Quase lhe perguntei como assassinar um homem que já morrera mais de dez anos antes. Não o fiz porque achei que falava em matar Perón no sentido figurado.

Alguns meses depois, reencontrei-o em Brasília, onde ambos participávamos de um evento que discutia as bases do Mercosul. Convidou-me então para uma parrillada, uma espécie de rodízio de carnes grelhadas, na sede da embaixada, que seria realizada dali a alguns dias. Ele fora indicado pessoalmente por Alfonsín como negociador para a formação do bloco regional de comércio.

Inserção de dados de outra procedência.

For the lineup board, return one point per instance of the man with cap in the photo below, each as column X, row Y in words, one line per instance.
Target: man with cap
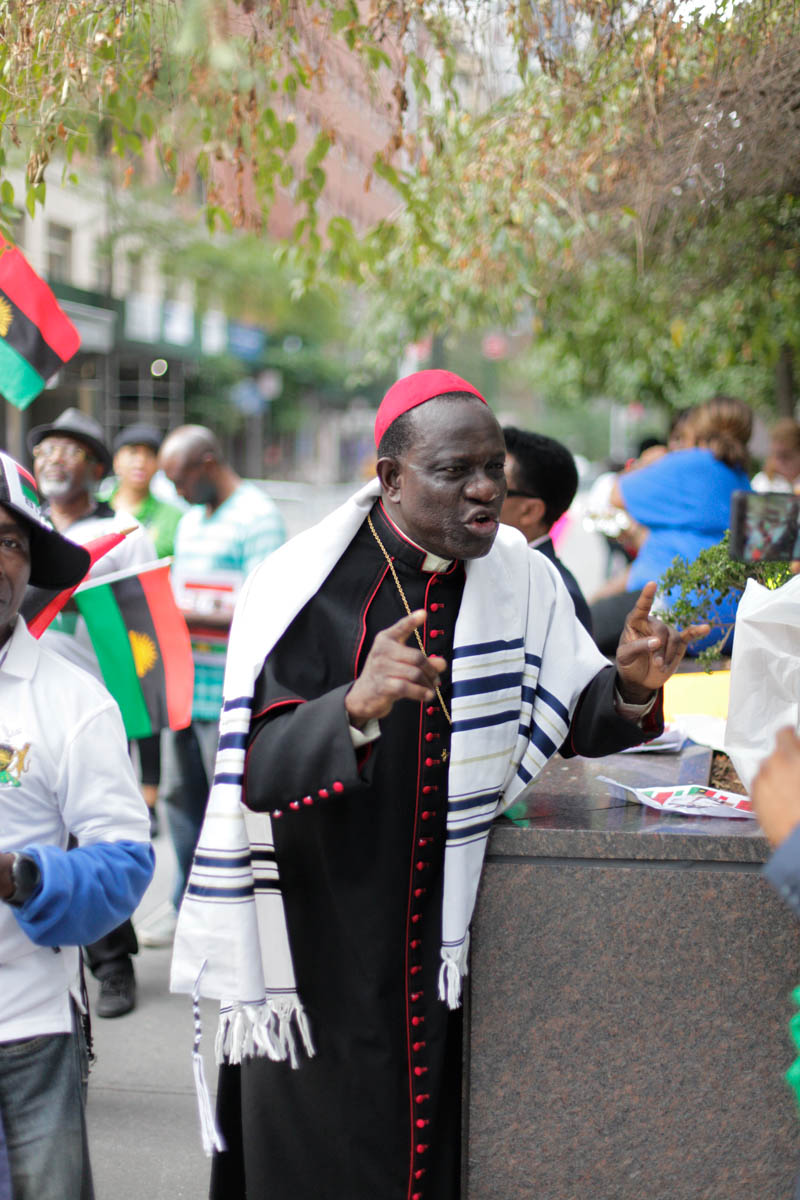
column 136, row 461
column 541, row 479
column 396, row 676
column 70, row 461
column 66, row 774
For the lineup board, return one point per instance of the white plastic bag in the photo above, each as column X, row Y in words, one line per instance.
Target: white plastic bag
column 764, row 673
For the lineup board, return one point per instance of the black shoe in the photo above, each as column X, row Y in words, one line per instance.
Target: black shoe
column 116, row 994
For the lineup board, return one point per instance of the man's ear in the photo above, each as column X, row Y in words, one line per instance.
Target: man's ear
column 389, row 473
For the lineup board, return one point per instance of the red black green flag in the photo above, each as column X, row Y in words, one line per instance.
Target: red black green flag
column 36, row 336
column 142, row 646
column 40, row 606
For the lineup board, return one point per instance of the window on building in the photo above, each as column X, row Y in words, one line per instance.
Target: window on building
column 59, row 252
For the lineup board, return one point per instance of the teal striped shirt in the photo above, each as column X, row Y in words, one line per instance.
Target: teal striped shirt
column 233, row 540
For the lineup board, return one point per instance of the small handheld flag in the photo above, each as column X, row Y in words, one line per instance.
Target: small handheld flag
column 142, row 646
column 36, row 336
column 40, row 606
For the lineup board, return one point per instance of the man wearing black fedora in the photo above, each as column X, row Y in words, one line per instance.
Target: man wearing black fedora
column 65, row 778
column 70, row 461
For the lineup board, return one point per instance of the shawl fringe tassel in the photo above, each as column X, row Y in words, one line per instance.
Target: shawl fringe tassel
column 453, row 967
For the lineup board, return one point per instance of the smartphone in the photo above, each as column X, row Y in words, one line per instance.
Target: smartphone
column 764, row 526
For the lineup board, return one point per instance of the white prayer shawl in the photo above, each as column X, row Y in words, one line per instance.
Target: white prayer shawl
column 521, row 660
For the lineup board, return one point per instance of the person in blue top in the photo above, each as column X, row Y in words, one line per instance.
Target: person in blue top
column 684, row 502
column 65, row 779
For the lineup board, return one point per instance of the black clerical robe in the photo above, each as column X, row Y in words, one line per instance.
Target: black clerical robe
column 359, row 839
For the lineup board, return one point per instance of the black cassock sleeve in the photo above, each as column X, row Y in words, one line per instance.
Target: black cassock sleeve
column 300, row 750
column 597, row 729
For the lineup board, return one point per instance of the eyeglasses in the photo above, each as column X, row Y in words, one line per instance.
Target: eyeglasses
column 71, row 451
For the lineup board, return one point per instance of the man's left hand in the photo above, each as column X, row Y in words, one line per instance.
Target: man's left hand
column 649, row 651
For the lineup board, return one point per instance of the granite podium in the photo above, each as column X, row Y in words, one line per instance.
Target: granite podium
column 629, row 1002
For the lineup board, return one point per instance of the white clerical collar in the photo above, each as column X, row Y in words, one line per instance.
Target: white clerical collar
column 432, row 563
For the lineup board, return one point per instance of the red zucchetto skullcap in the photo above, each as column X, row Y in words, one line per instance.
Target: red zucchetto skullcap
column 414, row 390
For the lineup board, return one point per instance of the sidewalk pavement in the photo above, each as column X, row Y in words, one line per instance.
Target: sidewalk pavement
column 143, row 1121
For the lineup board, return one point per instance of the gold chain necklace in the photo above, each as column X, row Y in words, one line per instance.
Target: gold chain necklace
column 405, row 605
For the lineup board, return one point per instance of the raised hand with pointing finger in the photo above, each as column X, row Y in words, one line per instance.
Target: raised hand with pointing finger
column 649, row 651
column 394, row 671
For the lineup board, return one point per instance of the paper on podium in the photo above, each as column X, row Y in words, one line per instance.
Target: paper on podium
column 691, row 799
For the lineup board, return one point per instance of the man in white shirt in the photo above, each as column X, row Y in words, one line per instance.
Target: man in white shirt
column 65, row 773
column 70, row 460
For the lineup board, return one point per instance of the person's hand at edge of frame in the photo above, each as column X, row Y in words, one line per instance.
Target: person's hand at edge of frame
column 775, row 790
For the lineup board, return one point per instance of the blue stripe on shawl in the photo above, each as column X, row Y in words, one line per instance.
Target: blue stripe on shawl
column 215, row 861
column 202, row 889
column 481, row 723
column 542, row 742
column 475, row 802
column 489, row 683
column 463, row 652
column 554, row 702
column 233, row 742
column 471, row 829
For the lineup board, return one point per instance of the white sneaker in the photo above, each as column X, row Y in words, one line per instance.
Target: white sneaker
column 158, row 929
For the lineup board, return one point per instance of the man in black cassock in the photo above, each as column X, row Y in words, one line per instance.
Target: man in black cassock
column 348, row 751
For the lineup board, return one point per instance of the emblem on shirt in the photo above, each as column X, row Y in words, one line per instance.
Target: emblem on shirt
column 13, row 763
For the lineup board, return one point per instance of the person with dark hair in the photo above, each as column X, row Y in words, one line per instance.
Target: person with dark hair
column 542, row 480
column 396, row 676
column 683, row 501
column 65, row 775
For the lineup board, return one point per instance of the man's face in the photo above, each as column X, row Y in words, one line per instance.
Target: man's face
column 134, row 466
column 14, row 568
column 190, row 473
column 446, row 491
column 65, row 468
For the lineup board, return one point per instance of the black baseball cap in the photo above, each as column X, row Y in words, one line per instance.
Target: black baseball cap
column 139, row 435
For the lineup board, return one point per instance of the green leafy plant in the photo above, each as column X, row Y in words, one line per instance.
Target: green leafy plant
column 705, row 582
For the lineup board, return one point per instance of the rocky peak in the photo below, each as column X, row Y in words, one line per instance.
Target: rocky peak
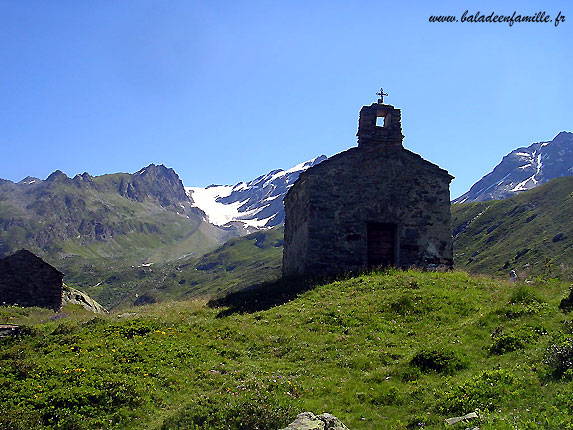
column 29, row 180
column 523, row 169
column 57, row 175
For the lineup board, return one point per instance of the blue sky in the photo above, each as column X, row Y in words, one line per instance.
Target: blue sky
column 225, row 91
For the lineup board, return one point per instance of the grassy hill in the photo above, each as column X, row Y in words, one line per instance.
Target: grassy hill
column 383, row 350
column 531, row 233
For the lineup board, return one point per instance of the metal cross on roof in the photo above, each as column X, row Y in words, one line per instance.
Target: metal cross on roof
column 381, row 94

"Você não imagina, Kenny, a oposição que os peronistas estão fazendo para que a Argentina fique fora do Mercosul". Eles acreditam, confidenciou-me, enquanto abocanhava um enorme pedaço de chorizo (contrafilé, aí no Brasil), em um acordo preferencial com os Estados Unidos, sonham com uma fictícia paridade entre o austral, que hoje vale um milésimo de dólar, e a moeda americana e outros desvarios megalomaníacos semelhantes.

Alternando nacos de carne com garfadas de cinco ou seis batatas fritas, em voz baixa, quase cochichando, disse: "Já encontramos o homem talhado para a missão: trata-se de um irlandês, conhecido pelo nome de guerra de Patrick Charles Dowling, um veterano terrorista do serviço de contra-espionagem do Exército Republicano Irlandês." Ele nunca falhou até hoje ", acrescentou, esfregando as mãos de contentamento.

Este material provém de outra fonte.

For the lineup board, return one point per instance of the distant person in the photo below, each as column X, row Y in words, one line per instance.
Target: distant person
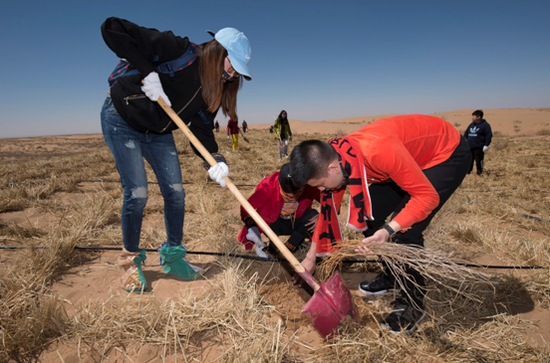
column 479, row 136
column 285, row 208
column 135, row 128
column 233, row 132
column 405, row 167
column 283, row 134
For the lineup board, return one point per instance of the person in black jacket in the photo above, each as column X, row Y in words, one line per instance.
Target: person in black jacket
column 196, row 80
column 479, row 136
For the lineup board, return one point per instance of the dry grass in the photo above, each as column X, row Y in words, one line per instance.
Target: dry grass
column 470, row 318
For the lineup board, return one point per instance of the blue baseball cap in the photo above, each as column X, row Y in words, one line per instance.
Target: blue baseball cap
column 238, row 49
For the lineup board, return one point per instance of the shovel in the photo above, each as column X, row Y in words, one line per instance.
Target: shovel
column 331, row 302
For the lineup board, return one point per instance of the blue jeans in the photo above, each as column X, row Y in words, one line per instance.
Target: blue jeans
column 129, row 147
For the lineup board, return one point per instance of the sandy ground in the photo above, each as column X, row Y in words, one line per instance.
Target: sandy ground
column 96, row 278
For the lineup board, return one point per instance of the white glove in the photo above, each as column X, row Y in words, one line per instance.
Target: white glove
column 260, row 250
column 153, row 89
column 218, row 172
column 253, row 235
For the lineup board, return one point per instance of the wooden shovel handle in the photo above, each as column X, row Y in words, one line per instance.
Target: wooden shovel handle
column 244, row 202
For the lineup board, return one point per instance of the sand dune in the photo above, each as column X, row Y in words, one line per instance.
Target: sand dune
column 509, row 122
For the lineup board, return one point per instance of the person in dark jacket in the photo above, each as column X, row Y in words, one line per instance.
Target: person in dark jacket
column 208, row 79
column 479, row 136
column 285, row 208
column 283, row 134
column 233, row 132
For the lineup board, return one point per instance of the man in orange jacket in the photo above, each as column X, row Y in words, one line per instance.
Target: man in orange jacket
column 413, row 164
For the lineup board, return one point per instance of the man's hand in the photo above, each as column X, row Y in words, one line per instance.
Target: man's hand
column 218, row 172
column 253, row 235
column 379, row 236
column 312, row 223
column 309, row 264
column 153, row 88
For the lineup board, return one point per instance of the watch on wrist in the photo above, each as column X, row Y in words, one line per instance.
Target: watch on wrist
column 389, row 229
column 249, row 222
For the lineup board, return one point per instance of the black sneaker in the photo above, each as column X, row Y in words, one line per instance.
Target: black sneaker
column 379, row 285
column 404, row 318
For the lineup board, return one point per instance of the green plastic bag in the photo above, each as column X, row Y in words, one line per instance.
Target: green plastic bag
column 173, row 263
column 142, row 281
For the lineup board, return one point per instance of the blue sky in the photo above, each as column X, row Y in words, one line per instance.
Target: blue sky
column 318, row 60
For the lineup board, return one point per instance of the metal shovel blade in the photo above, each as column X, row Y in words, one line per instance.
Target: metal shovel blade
column 329, row 306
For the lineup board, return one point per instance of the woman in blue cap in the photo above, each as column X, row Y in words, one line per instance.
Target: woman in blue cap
column 196, row 80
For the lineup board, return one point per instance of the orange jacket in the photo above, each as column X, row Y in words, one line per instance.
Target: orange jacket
column 398, row 149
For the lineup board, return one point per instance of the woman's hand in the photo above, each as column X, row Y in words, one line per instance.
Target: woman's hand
column 379, row 236
column 312, row 223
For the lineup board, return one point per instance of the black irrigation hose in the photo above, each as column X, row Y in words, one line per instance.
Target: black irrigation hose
column 256, row 258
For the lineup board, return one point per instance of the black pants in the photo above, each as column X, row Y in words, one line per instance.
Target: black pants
column 477, row 156
column 297, row 232
column 388, row 198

"Os ingleses", segredou-me, parando de comer para melhor avaliar a minha reação, "costumam chamá-lo de 'O carniceiro de Belfast'". Fingi espanto, para entrar mo clima daquilo que eu achava ser uma brincadeira. "Para quando está prevista a chegada do Chacal?", perguntei-lhe. "Se tudo der certo, Kenny, o homem estará em Buenos Aires dentro de um mês".

Nunca mais vi meu amigo portenho. Chamava-se Ruy Viegas, se não me falha a memória. Soube, há uns dois anos, por intermédio de diplomatas brasileiros, que serviram recentemente em Buenos Aires, que ele se aposentara. Para passar o tempo, me disseram que ele abriu uma casa de shows de tango, em San Telmo, com o nome de El bandoneón de Belfast".

Quanto a J. D. Perón, me informa o site "Brumas de Avalon", especializado em tradição druída, esoterismo, caça-vampiros, etês, óvnis e genealogia de anões, ele foi visto pela última vez na cerimônia de posse de novo presidente argentino.


(*) Kenneth Goodson brasilianista, Ph.D. em antropologia urbana pela Universidade de Oxford é autor, dentre outras obras, de "Liberdade para os anões de jardim", traduzido em 16 línguas.

Colaborou neste artigo Fate Morgan, famosa caça-vampiros e perseguidora de anões.